I'm examining some biological data which is basically a long list (a few million values) of integers, each saying how well this position in the genome is covered. Here is a graphical example for a data set: alt text alt text

I would like to look for "valleys" in this data, that is, regions which are significantly lower than their surrounding environment.

Note that the size of the valleys I'm looking for is not really known - it may range from 50 bases to a few thousands. Defining what is a valley is of course one of the questions I'm struggling with, but the previous examples are relatively easy for me: alt text alt text

What kind of paradigms would you recommend using to find those valleys? I mainly program using Perl and R.

Thanks!

+1  A: 

You can define a valley by different criterion :

  • depth
  • width
  • volume (depth*width)

You might also have valley in a big mountain, do you want these too ?

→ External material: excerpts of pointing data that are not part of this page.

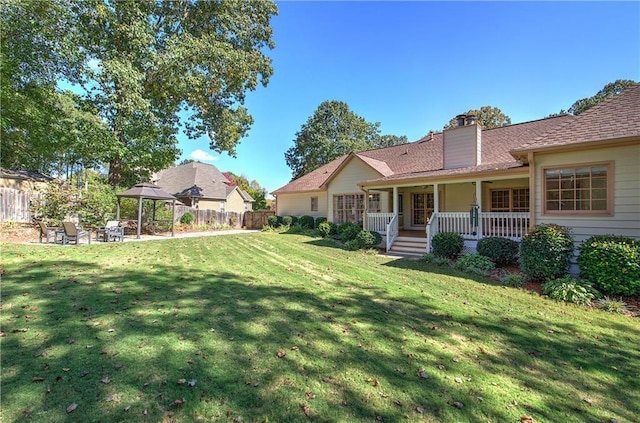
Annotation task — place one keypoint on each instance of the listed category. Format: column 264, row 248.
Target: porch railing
column 504, row 225
column 378, row 221
column 392, row 231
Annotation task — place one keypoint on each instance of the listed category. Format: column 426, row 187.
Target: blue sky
column 412, row 66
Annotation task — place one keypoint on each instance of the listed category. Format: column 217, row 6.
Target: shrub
column 326, row 229
column 475, row 263
column 347, row 231
column 501, row 251
column 369, row 239
column 611, row 263
column 569, row 290
column 545, row 252
column 447, row 244
column 306, row 222
column 319, row 220
column 612, row 306
column 272, row 221
column 514, row 280
column 353, row 244
column 442, row 261
column 186, row 219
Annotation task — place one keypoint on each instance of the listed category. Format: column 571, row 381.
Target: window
column 579, row 190
column 510, row 200
column 374, row 203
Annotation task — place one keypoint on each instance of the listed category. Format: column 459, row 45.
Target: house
column 581, row 171
column 203, row 186
column 17, row 189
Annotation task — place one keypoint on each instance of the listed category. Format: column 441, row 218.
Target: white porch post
column 436, row 198
column 395, row 201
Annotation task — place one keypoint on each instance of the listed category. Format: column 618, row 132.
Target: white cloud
column 203, row 156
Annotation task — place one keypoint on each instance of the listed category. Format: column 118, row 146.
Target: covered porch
column 473, row 208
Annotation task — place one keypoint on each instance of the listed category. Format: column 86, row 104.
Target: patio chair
column 72, row 233
column 47, row 232
column 112, row 231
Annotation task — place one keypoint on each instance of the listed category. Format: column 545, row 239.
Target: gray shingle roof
column 213, row 184
column 424, row 158
column 615, row 118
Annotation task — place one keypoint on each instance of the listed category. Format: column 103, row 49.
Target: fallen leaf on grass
column 306, row 410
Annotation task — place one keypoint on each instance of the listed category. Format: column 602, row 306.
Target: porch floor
column 412, row 234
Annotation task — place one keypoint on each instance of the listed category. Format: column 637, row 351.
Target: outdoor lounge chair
column 47, row 232
column 72, row 233
column 112, row 231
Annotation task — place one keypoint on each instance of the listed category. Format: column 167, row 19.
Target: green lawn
column 287, row 328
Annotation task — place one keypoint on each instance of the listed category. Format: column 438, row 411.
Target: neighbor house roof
column 616, row 118
column 212, row 183
column 424, row 158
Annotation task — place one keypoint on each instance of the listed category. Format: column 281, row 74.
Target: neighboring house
column 17, row 189
column 203, row 186
column 577, row 171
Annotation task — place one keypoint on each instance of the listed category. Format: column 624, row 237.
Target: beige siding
column 209, row 205
column 625, row 219
column 299, row 204
column 346, row 182
column 462, row 146
column 235, row 202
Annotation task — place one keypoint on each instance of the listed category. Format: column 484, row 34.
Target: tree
column 253, row 188
column 333, row 130
column 611, row 89
column 140, row 64
column 488, row 117
column 390, row 141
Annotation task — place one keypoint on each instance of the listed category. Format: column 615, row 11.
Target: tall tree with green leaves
column 610, row 89
column 332, row 131
column 39, row 124
column 252, row 188
column 159, row 58
column 487, row 116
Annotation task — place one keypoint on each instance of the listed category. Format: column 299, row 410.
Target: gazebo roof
column 149, row 191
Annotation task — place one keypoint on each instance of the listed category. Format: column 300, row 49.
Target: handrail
column 392, row 231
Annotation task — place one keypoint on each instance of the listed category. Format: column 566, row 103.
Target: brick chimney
column 462, row 144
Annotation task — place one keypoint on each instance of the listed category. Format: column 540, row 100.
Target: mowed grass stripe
column 268, row 326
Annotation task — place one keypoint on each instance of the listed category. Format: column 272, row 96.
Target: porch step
column 409, row 246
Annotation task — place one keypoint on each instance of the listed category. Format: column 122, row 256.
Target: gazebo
column 148, row 192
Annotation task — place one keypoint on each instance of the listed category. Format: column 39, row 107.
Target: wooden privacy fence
column 14, row 205
column 210, row 217
column 257, row 219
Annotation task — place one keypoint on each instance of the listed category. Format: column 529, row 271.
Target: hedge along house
column 487, row 182
column 203, row 186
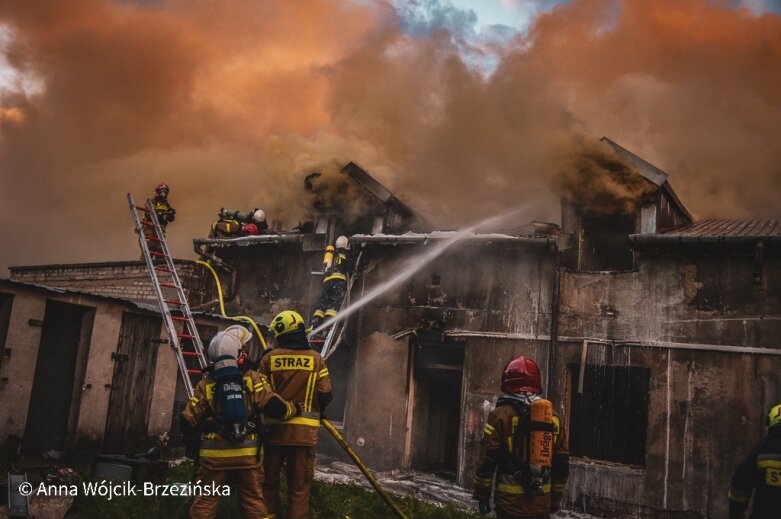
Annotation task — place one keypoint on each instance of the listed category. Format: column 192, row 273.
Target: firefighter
column 524, row 449
column 298, row 374
column 232, row 224
column 165, row 215
column 337, row 266
column 224, row 412
column 760, row 472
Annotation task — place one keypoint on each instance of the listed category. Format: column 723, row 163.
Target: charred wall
column 709, row 334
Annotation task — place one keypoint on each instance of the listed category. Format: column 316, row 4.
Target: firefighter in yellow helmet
column 224, row 412
column 165, row 215
column 337, row 266
column 298, row 374
column 523, row 452
column 760, row 473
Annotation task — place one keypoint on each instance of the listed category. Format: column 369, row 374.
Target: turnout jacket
column 298, row 374
column 759, row 472
column 509, row 494
column 216, row 452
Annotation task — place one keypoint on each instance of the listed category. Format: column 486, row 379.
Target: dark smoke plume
column 234, row 102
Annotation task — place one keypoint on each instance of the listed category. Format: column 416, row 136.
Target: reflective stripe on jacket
column 215, row 450
column 298, row 375
column 510, row 495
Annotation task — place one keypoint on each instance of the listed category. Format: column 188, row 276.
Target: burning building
column 647, row 326
column 657, row 335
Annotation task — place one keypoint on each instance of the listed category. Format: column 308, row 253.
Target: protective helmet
column 773, row 416
column 249, row 229
column 521, row 375
column 224, row 344
column 240, row 332
column 287, row 322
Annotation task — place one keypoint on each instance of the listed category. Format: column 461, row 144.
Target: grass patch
column 329, row 501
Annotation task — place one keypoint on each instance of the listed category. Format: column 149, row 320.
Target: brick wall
column 123, row 279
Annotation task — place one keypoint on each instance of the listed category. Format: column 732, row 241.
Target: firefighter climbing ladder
column 190, row 333
column 170, row 295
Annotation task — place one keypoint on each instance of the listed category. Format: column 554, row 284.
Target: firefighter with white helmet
column 223, row 415
column 524, row 448
column 337, row 266
column 298, row 374
column 760, row 474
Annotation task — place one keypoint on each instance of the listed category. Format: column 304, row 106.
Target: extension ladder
column 170, row 295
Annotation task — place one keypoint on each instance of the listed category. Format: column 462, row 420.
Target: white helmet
column 241, row 333
column 224, row 344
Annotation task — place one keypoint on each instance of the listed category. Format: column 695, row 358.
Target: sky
column 463, row 109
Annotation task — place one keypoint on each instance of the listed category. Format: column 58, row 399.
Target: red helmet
column 521, row 375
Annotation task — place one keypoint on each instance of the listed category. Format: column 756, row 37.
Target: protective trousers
column 248, row 484
column 300, row 472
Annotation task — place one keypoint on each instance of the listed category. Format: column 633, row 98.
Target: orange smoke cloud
column 234, row 102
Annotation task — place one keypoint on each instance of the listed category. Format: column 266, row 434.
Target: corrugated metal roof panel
column 754, row 227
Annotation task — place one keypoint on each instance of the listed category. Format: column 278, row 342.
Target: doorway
column 131, row 384
column 435, row 398
column 54, row 400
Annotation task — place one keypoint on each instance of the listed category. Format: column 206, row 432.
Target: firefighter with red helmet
column 524, row 454
column 760, row 474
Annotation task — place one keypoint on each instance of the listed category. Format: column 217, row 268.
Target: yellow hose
column 222, row 306
column 366, row 472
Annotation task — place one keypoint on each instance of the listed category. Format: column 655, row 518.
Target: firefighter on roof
column 337, row 266
column 224, row 414
column 760, row 473
column 523, row 452
column 298, row 374
column 232, row 224
column 165, row 215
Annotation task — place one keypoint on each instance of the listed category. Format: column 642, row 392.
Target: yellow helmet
column 287, row 322
column 773, row 416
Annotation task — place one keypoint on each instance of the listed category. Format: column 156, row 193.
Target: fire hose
column 244, row 318
column 325, row 423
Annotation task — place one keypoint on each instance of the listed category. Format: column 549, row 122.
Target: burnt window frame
column 605, row 433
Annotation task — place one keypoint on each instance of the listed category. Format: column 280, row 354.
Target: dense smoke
column 234, row 102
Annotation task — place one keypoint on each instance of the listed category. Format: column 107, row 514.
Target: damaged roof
column 712, row 230
column 650, row 172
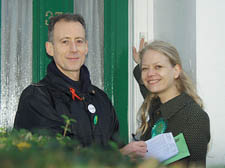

For example there is a valley here : 1 2 3 4 1000 1000 800 800 800 1000 1000 500 200 3

Try to explain with more details how YOU (or any expert in your field) would choose the valleys given the data

You might want to look at watershed : http://en.wikipedia.org/wiki/Watershed_(image_processing)

Loïc Février
Generally, by volume. The wider it is, the less deep I require it to be and still consider it a valley. But, there are two depths we can think of - an absolute depth and a relative one (with respect to the surroundings). I'm considering relative depth.
David B
Find points that have higher but closer neighbors (choose the criterion you want, for example, neighbor higher by at least 300 in a 100 neighborhood). These points will be your starting ones : for each value h, compute the width/height/volume of the valley og height h that has this point as a minimum. With a criterion on width/height stop at some point, for a given h.
Loïc Février
A: 

You might want to try the peak detection function to identify the regions of interest. The desired minimum width of the valleys can be specified with the span parameter.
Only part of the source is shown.